Another important edge case involves workers with identical wage-to-quality ratios. Since they all accept the same pay rate, the optimal solution should simply choose the workers with the smallest qualities. The heap structure handles this automatically because it continuously removes the largest qualities whenever the heap grows too large.

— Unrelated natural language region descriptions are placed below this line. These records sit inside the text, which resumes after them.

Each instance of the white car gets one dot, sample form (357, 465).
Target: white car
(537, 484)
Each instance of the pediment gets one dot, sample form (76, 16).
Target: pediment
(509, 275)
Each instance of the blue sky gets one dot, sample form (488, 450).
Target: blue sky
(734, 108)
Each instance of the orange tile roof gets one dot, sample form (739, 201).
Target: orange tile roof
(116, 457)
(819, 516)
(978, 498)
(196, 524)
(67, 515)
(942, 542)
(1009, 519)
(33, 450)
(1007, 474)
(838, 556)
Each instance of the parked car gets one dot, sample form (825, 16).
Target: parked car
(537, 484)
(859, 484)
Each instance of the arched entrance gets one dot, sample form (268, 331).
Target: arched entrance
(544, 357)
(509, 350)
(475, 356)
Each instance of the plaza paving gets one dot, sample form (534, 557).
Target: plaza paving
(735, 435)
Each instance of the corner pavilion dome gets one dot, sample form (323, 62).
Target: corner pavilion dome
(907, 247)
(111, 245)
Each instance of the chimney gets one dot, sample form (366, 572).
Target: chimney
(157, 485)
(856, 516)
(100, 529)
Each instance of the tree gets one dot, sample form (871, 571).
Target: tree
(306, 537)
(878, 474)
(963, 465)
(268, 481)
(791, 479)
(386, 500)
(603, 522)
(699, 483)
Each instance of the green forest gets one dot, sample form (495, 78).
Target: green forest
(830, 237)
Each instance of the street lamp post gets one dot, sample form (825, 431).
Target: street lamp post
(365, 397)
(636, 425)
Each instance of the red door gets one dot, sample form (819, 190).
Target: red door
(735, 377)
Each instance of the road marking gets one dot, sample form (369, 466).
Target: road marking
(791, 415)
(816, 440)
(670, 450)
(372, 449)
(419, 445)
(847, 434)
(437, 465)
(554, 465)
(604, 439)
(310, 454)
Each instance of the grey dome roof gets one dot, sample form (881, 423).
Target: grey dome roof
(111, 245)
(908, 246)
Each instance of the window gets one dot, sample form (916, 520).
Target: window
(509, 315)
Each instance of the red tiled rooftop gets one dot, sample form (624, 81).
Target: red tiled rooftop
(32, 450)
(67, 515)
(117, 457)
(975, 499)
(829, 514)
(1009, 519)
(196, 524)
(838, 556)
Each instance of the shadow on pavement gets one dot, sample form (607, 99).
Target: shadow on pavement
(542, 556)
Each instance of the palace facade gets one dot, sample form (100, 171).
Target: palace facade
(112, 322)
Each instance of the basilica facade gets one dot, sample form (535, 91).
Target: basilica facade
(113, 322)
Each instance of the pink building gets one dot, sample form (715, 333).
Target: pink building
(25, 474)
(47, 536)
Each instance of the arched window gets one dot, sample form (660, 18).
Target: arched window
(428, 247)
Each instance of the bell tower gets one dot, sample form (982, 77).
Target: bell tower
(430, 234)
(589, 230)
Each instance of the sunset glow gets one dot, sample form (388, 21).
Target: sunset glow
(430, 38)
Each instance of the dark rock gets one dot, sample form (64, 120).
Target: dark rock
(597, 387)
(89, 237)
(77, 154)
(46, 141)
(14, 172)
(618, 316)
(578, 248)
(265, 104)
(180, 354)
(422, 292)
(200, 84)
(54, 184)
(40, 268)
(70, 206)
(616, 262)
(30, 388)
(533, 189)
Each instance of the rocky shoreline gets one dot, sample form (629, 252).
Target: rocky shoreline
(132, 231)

A third critical edge case occurs when a worker has extremely large quality but relatively low ratio. A naive greedy algorithm might incorrectly favor low ratios only, even though a huge quality dramatically increases total cost. This implementation avoids that mistake because it optimizes both components simultaneously: the current ratio and the total quality sum.
Floating-point precision is another subtle issue. The result may contain repeating decimals, so using integer arithmetic would produce incorrect answers. Both implementations use floating-point division for ratios and total cost computation, ensuring sufficient precision for the required tolerance.